Опубликовано в журнале Интерпоэзия, номер 3, 2007
Взять с собой в Америку я могла только ограниченное количество книг. Прежде всего отобрала, конечно, стихи. Сборники отдельных авторов и — очень любопытную и ценную книгу — антологию ивритского журнала “77”. Она подводила итог двадцатилетнему существованию журнала. Его главный редактор и составитель антологии – замечательный поэт Яков Бессер. Неожиданно для себя я открыла эту книгу в разгар летней сессии. Хотела полистать и отложить, но не тут-то было. Я не понимала: как же так получилось, что Израиль во всем своем великолепии заполонил мою комнату в студенческом общежитии на севере Америки. Как он весь туда вместился? Комната наполнилась шелестом, журчанием, посвистыванием. С потолка обрушилось море, хлынули израильские ливни, одна стена окрасилась в цвет заката, а другая – в оливковый цвет израильской военной формы. Всю древность белозубых камней Иерусалима приобрела моя комната, вместе со сверкающей роскошью Тель-авивских новостроек. Я задыхалась от хамсина, который притворился простой пылью и внезапно проник в мою комнату. Соседи, проходя мимо, норовили зайти, заявляя, что до них отчетливо доносится запах апельсиновых рощ. А во сне я каталась на велосипеде по Хайфским дорогам, где нет ни одной прямой, раскалывала камнем кедровые орешки, валяющиеся на обочине. Манил запах свежеиспеченных пит в козьей сметане и приправе затар. На ковре, около письменного стола, расцвели маки и черные ирисы, в кресле приютился одинокий верблюд, а с учебников каждый раз приходилось стряхивать песок. И я поняла, что есть только один путь вновь обрести покой, избавиться от всех этих слов, преобразивших мое жилье – перевести на русский хоть часть из них. Как только решила это, все улеглось, разгладилось, даже море отступило…

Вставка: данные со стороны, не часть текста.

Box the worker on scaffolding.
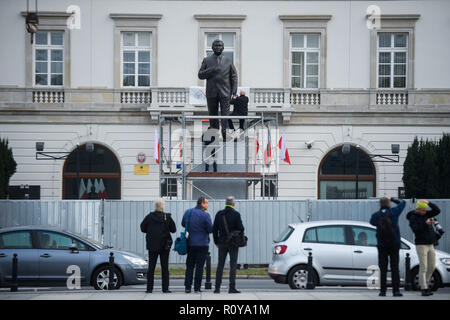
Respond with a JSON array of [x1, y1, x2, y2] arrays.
[[202, 127, 218, 172], [227, 89, 249, 139]]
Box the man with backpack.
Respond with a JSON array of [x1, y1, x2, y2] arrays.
[[212, 196, 245, 294], [370, 196, 406, 297]]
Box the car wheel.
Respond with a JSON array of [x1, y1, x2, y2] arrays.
[[288, 265, 318, 290], [411, 268, 441, 291], [92, 266, 123, 290]]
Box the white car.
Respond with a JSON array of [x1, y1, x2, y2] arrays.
[[268, 220, 450, 290]]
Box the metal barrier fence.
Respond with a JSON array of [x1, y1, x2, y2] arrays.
[[0, 199, 448, 264]]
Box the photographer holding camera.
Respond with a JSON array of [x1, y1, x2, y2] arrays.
[[406, 200, 442, 296]]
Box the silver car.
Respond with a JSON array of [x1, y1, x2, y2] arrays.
[[269, 220, 450, 290], [0, 226, 148, 290]]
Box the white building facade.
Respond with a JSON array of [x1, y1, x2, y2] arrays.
[[0, 0, 449, 200]]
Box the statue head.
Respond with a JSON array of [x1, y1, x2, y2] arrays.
[[212, 39, 224, 56]]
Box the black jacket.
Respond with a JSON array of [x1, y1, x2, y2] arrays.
[[230, 95, 249, 116], [140, 211, 176, 252], [213, 206, 244, 245], [406, 202, 441, 245], [198, 54, 238, 98]]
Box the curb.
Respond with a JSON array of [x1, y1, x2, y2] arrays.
[[153, 275, 270, 279]]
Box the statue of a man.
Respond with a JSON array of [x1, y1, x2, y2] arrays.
[[198, 39, 238, 139]]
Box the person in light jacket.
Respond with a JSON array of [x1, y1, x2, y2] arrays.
[[140, 198, 176, 293]]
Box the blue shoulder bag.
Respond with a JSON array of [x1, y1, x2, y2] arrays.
[[173, 209, 192, 255]]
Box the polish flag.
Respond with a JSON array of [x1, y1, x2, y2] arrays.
[[254, 138, 260, 164], [278, 135, 291, 165], [94, 179, 100, 193], [98, 179, 109, 199], [264, 130, 272, 165], [154, 128, 160, 164], [81, 179, 92, 199], [78, 178, 87, 199]]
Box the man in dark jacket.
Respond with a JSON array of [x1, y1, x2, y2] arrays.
[[202, 128, 218, 172], [370, 197, 406, 297], [227, 89, 249, 133], [198, 39, 238, 140], [181, 197, 213, 293], [140, 198, 176, 293], [213, 196, 245, 294], [407, 200, 441, 296]]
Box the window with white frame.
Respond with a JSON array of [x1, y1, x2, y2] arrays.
[[205, 32, 235, 62], [377, 33, 408, 88], [290, 33, 320, 89], [33, 31, 64, 86], [121, 32, 151, 87]]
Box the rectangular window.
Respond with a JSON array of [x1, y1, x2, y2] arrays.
[[121, 32, 151, 87], [161, 178, 178, 198], [290, 33, 320, 89], [33, 31, 64, 86], [316, 226, 346, 244], [261, 180, 277, 198], [0, 231, 33, 249], [205, 32, 235, 62], [377, 33, 408, 88]]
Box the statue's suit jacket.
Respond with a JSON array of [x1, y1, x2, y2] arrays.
[[198, 54, 238, 99]]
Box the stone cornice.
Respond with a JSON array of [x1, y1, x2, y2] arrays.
[[279, 15, 332, 22], [194, 14, 247, 21], [20, 11, 71, 18], [365, 14, 421, 21], [109, 13, 163, 21]]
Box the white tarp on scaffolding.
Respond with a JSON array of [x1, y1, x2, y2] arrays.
[[189, 86, 250, 106]]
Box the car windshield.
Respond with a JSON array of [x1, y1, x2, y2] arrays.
[[274, 226, 294, 243], [65, 231, 110, 250]]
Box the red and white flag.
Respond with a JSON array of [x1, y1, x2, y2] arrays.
[[98, 179, 109, 199], [154, 128, 160, 164], [278, 134, 292, 165], [264, 130, 272, 165], [94, 179, 100, 193], [81, 179, 93, 199], [254, 138, 260, 164], [179, 142, 183, 160], [78, 178, 87, 199]]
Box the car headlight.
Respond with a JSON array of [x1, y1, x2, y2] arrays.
[[123, 255, 147, 267], [440, 258, 450, 266]]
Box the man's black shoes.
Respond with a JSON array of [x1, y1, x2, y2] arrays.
[[185, 289, 191, 293], [214, 289, 220, 294], [163, 290, 172, 293], [393, 291, 403, 297], [228, 288, 241, 294], [422, 290, 431, 296]]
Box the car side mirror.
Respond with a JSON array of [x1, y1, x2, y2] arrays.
[[69, 243, 79, 253]]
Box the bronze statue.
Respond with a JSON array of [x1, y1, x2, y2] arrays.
[[198, 39, 238, 139]]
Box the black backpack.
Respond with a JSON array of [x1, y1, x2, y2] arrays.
[[377, 210, 396, 244]]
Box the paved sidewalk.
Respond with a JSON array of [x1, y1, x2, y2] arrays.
[[1, 288, 449, 300]]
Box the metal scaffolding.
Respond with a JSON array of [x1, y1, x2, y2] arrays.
[[158, 112, 280, 200]]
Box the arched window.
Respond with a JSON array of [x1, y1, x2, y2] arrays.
[[318, 145, 376, 199], [63, 144, 121, 199]]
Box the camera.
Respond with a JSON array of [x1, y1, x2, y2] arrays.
[[305, 140, 314, 149], [431, 218, 445, 237]]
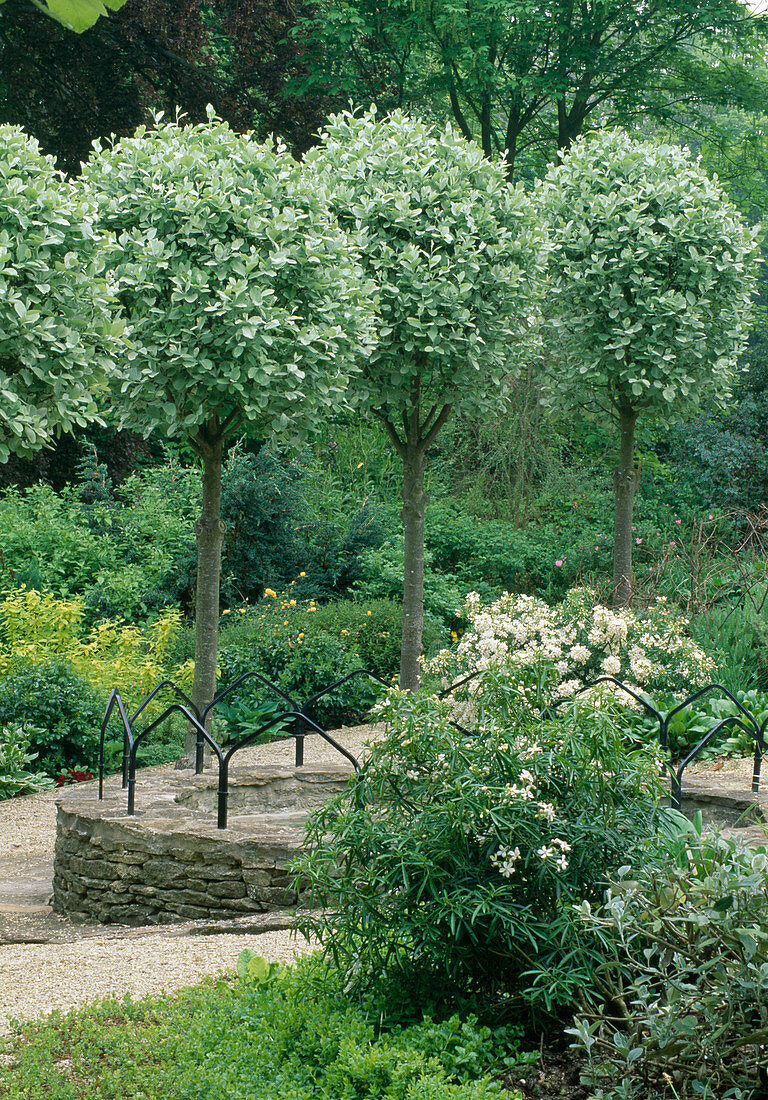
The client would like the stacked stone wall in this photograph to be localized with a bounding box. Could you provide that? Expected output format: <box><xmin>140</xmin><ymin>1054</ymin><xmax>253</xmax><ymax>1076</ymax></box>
<box><xmin>52</xmin><ymin>765</ymin><xmax>350</xmax><ymax>925</ymax></box>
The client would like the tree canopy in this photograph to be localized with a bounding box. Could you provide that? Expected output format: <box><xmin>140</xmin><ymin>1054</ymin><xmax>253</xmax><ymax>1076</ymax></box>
<box><xmin>538</xmin><ymin>128</ymin><xmax>760</xmax><ymax>604</ymax></box>
<box><xmin>299</xmin><ymin>0</ymin><xmax>768</xmax><ymax>177</ymax></box>
<box><xmin>0</xmin><ymin>124</ymin><xmax>120</xmax><ymax>463</ymax></box>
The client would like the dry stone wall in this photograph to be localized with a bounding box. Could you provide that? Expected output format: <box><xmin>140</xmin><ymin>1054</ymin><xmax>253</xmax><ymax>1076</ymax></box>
<box><xmin>53</xmin><ymin>765</ymin><xmax>351</xmax><ymax>925</ymax></box>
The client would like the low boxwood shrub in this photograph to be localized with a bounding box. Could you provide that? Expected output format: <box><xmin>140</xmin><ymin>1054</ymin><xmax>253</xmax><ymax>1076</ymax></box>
<box><xmin>295</xmin><ymin>681</ymin><xmax>667</xmax><ymax>1025</ymax></box>
<box><xmin>570</xmin><ymin>818</ymin><xmax>768</xmax><ymax>1099</ymax></box>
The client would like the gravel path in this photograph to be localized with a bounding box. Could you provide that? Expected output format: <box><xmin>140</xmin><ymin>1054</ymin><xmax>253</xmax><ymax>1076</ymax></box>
<box><xmin>0</xmin><ymin>725</ymin><xmax>381</xmax><ymax>1034</ymax></box>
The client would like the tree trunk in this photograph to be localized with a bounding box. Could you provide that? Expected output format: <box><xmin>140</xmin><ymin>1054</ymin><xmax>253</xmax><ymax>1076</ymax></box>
<box><xmin>400</xmin><ymin>443</ymin><xmax>427</xmax><ymax>691</ymax></box>
<box><xmin>613</xmin><ymin>406</ymin><xmax>639</xmax><ymax>609</ymax></box>
<box><xmin>185</xmin><ymin>428</ymin><xmax>225</xmax><ymax>760</ymax></box>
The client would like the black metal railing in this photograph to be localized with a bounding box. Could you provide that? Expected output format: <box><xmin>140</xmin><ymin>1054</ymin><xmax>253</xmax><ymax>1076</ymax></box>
<box><xmin>98</xmin><ymin>667</ymin><xmax>766</xmax><ymax>828</ymax></box>
<box><xmin>98</xmin><ymin>668</ymin><xmax>392</xmax><ymax>828</ymax></box>
<box><xmin>551</xmin><ymin>677</ymin><xmax>765</xmax><ymax>811</ymax></box>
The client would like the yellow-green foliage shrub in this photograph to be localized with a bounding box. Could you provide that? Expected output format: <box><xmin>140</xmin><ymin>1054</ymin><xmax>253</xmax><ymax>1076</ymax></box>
<box><xmin>0</xmin><ymin>587</ymin><xmax>187</xmax><ymax>711</ymax></box>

На страницах журнала “77” за 20 лет были опубликованы почти все значимые ивритоязычные авторы. В предисловии к антологии Яков Бессер пишет: “… 77 всегда был журналом не группы людей, а идеи. Поэтому мы обращали внимание не на человеческую сущность, а на сущность произведения… Благодаря открытости журнала, в нем опубликованы поэты разных политических взглядов, неверующие и религиозные, левые и правые по политическим взглядам. Жители городов, кибуцев и поселков. Никаких преград, только то, что стих говорит стиху. И поколение поэтов другому поколению”.
И действительно, авторы антологии ведут друг с другом бурную полемику. Поэтому мне кажется, что подборка стихов из нее вписывается в контекст альманаха “Диалог” — здесь тоже свой диалог, многоголосый и острый. Передо мной стояла сложная задача: что выбрать для перевода. Конечно, я понимала, что должны быть представлены поэты разных поколений, начиная с уже ставшей классиком, Зельды и заканчивая молодым и ярким Шимоном Адафом. И все же, признаюсь, больше всего в своем выборе руководствовалась эмоциями: отобрала тех поэтов, которые больше всего меня волнуют и вдохновляют. Ведь искусство говорит прежде всего с душой и обращается именно к ней. Иначе … “зачем гоняет сердце по жилам кровь живую”, — как сказал Давид Самойлов. Меня мучили сомнения: как передать музыкальность и необычную, густую образность Якова Бессера, мягкую, грустноватую иронию Дана Пагиса, притчевость и лукавую грусть Авраама Халфи, причудливую метафоричность Рони Сомека? Как переплавить на русский полу-библейский и вместе с тем простой язык Зельды, выразить напор и сумасшедшинку, которые отчетливо звучат в стихах Йоны Волах, и ту кажущуюся небрежной простоту, с которой говорит обо всем Далия Равикович, даже о самом страшном для матери – знании того, что ее ребенок, как любой человек, когда-то умрет. И нужно ли сознаться в том, что, помимо прочих достоинств, в стихотворении Мирьям Эйтан меня пронзило отчаяние женщины, у которой погиб муж (печальная израильская реальность) и которая принесла бы любую жертву, чтобы вернуть его, даже самую, на ее взгляд страшную – бросила бы писать стихи?..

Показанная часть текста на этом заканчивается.